Others have suggested that population pressure, resource availability, or the time required to develop distinct cultural traits within West Polynesia (including the development of what is recognizably "Polynesian" culture, as distinct from earlier Lapita traditions) may have contributed to the delay.[2][13]
Seafaring simulations published in 2016 by Montenegro, Callaghan, and Fitzpatrick incorporated high-resolution climate and oceanographic data, concluding that multiple factors likely interacted and that no single explanation could account for the full duration and structure of the settlement pause.[14]
Significance
The duration of the long pause has significant implications for understanding the development of Polynesian language, culture, and biology. If West Polynesia was settled nearly two millennia before the colonization of East Polynesia, as the late-settlement model implies, then the traits shared across Polynesian societies, including the Polynesian language family, navigation traditions, and social structures, had a much longer period of local development in the Samoan and Tongan archipelagoes than earlier models assumed.[2] As archaeologist Les Groube argued, the implication is that Polynesians as a culturally distinct group did not migrate from elsewhere but emerged in situ within West Polynesia during this extended interval.[2]
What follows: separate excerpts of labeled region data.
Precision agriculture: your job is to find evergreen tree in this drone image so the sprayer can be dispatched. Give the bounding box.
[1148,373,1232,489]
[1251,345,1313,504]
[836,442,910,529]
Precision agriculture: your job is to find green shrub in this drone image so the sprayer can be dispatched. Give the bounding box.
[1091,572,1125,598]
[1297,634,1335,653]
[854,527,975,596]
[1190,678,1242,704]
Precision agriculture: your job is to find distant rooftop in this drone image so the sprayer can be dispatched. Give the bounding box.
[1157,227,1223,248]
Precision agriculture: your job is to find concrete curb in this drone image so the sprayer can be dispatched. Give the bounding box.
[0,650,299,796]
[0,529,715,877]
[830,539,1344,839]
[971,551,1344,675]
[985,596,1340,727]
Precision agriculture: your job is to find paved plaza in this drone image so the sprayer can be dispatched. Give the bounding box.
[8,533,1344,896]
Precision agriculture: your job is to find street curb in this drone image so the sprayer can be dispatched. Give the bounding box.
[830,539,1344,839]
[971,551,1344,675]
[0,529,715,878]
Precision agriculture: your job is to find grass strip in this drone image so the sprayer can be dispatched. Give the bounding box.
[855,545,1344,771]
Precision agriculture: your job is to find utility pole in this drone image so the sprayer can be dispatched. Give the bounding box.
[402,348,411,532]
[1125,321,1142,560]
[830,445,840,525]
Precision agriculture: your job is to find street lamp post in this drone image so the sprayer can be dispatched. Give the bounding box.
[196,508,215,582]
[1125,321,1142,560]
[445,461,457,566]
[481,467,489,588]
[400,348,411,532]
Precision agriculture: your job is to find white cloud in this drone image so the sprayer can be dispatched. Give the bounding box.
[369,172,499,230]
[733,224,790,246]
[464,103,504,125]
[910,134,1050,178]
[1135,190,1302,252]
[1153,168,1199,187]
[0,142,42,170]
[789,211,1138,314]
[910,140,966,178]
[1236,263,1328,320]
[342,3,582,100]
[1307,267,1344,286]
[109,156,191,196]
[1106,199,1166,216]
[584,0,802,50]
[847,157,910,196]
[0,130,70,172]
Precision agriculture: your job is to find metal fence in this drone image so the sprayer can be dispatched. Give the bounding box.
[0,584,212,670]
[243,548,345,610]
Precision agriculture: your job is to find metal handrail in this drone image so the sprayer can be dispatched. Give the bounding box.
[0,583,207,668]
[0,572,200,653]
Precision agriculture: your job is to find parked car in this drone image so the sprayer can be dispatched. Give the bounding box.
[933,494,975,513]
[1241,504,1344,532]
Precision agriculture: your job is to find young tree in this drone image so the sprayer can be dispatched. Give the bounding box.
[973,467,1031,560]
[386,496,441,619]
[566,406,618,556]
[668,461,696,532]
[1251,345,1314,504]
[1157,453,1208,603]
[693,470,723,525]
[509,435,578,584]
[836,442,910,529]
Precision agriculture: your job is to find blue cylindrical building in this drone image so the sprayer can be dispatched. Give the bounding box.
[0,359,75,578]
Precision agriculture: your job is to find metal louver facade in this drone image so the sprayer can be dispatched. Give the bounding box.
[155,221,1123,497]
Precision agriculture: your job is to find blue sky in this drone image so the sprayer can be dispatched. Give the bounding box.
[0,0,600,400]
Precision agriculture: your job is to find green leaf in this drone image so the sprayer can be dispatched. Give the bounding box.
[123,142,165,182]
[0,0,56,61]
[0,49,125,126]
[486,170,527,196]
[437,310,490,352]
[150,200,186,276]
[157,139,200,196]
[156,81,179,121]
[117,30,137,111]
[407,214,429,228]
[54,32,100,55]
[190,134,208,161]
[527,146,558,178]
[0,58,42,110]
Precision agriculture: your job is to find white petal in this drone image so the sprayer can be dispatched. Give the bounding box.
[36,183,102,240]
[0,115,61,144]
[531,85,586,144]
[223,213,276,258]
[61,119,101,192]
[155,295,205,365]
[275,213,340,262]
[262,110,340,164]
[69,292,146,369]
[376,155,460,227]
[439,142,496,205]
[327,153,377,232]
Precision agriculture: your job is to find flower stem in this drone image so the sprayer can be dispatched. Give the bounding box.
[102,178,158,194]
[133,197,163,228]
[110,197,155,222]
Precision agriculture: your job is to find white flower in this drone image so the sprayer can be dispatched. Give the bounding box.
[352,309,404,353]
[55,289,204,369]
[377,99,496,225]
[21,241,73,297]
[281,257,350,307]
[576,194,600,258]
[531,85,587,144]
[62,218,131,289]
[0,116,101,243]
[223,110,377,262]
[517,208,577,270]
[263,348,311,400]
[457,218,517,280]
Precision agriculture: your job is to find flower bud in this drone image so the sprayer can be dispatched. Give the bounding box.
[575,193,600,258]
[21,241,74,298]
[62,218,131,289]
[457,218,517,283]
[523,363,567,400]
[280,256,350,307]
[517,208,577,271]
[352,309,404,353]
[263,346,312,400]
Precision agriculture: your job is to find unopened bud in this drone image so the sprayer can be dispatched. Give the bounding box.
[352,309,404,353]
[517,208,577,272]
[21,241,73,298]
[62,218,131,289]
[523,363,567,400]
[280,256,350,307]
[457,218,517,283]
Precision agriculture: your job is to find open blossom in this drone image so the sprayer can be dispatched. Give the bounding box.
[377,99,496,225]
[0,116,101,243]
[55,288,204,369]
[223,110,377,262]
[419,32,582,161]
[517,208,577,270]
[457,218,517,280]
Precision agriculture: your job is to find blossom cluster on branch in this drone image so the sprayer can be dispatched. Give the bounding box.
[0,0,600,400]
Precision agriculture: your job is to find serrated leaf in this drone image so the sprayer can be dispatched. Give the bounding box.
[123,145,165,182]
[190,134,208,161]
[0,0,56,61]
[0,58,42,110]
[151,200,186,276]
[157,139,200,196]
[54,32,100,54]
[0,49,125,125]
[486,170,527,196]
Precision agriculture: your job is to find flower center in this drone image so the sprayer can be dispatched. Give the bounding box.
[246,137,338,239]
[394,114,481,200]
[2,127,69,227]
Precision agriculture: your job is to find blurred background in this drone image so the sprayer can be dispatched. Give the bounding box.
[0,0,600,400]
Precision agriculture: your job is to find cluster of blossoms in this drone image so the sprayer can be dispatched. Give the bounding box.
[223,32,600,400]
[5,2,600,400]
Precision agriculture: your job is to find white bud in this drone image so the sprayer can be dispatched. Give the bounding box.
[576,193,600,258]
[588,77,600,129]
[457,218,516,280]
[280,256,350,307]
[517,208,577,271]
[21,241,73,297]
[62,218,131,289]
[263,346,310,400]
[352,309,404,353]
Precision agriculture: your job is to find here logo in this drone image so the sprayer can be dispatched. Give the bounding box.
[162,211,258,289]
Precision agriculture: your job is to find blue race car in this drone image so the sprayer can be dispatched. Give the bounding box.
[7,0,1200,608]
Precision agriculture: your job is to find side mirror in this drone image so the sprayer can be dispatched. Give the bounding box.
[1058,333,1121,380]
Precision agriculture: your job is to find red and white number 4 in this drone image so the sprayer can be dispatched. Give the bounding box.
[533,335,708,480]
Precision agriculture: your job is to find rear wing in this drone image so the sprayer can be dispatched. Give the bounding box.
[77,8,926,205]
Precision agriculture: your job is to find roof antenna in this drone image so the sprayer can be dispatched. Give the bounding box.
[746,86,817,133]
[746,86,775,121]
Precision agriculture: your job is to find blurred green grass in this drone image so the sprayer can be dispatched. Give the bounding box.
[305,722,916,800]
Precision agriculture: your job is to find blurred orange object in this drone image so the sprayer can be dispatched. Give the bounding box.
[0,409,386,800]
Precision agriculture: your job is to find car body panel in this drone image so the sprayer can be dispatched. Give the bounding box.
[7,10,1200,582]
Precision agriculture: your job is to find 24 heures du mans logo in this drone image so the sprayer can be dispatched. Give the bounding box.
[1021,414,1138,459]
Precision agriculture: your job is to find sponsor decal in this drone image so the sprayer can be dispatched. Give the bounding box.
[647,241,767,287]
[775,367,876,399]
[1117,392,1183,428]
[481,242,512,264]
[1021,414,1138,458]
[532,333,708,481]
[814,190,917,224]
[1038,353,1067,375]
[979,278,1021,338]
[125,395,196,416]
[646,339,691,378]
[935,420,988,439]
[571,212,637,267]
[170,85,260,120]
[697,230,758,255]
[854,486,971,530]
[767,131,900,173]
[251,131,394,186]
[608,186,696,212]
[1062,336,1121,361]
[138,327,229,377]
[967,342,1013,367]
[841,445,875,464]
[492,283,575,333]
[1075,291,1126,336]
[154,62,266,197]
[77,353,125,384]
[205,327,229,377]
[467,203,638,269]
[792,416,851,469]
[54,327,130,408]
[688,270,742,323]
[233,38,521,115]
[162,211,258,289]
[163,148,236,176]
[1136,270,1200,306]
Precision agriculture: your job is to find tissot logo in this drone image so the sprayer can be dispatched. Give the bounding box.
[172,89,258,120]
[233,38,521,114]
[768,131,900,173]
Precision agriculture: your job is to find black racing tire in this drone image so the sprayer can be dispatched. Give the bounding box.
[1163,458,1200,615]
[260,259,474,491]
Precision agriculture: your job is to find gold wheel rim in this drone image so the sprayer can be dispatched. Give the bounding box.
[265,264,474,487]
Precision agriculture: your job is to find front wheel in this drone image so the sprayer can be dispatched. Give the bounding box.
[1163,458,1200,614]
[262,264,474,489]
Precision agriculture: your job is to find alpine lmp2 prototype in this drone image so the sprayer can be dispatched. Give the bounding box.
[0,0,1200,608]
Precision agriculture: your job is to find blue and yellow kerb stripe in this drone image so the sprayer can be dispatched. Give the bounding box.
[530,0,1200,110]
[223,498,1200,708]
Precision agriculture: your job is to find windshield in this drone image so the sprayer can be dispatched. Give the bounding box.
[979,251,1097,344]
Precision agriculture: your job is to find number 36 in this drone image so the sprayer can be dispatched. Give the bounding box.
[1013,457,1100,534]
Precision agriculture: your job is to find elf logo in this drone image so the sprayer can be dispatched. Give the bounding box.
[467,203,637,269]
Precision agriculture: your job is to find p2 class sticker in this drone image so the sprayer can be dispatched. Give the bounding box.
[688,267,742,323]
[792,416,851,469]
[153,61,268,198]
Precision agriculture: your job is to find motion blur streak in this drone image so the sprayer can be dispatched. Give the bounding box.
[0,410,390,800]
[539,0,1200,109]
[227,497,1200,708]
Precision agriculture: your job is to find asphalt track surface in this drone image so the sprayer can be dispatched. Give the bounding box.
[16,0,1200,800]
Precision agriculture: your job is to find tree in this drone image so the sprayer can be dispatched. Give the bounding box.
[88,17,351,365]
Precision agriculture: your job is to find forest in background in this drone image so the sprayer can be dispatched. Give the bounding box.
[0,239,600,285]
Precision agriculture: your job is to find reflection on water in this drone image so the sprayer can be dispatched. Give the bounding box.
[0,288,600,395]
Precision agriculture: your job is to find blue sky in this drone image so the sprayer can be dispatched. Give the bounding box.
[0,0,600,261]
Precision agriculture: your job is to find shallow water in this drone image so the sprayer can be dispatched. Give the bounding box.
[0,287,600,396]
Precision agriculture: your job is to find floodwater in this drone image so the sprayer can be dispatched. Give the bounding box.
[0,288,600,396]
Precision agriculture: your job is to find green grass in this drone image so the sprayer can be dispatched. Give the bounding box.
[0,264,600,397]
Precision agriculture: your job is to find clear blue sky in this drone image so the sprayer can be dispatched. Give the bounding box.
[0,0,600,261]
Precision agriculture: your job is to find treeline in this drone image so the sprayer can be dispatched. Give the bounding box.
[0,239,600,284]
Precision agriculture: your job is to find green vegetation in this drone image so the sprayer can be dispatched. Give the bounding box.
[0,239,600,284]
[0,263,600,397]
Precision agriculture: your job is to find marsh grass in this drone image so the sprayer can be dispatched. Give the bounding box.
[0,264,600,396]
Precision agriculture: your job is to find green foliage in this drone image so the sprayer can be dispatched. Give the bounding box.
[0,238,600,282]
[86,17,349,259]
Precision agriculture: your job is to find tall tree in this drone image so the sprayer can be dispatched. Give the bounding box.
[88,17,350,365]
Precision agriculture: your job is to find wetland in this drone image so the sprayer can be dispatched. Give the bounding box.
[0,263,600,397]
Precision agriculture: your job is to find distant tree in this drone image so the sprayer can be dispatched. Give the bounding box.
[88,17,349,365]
The compressed chronology for East Polynesian settlement also requires revision of models for ecological change on newly colonized islands. If human arrival occurred within a narrow window of roughly a century, then the extinction of endemic species such as the moa in New Zealand and other island megafauna proceeded far more rapidly after initial human contact than longer chronologies would suggest.[1]
In popular culture
The 2016 Disney animated film Moana draws on the concept of the long pause as a narrative element. The film depicts a fictional Polynesian community that has ceased long-distance ocean voyaging for generations before the protagonist restarts the tradition. The filmmakers consulted with an Oceanic Story Trust of Pacific scholars and cultural advisors during development.[15]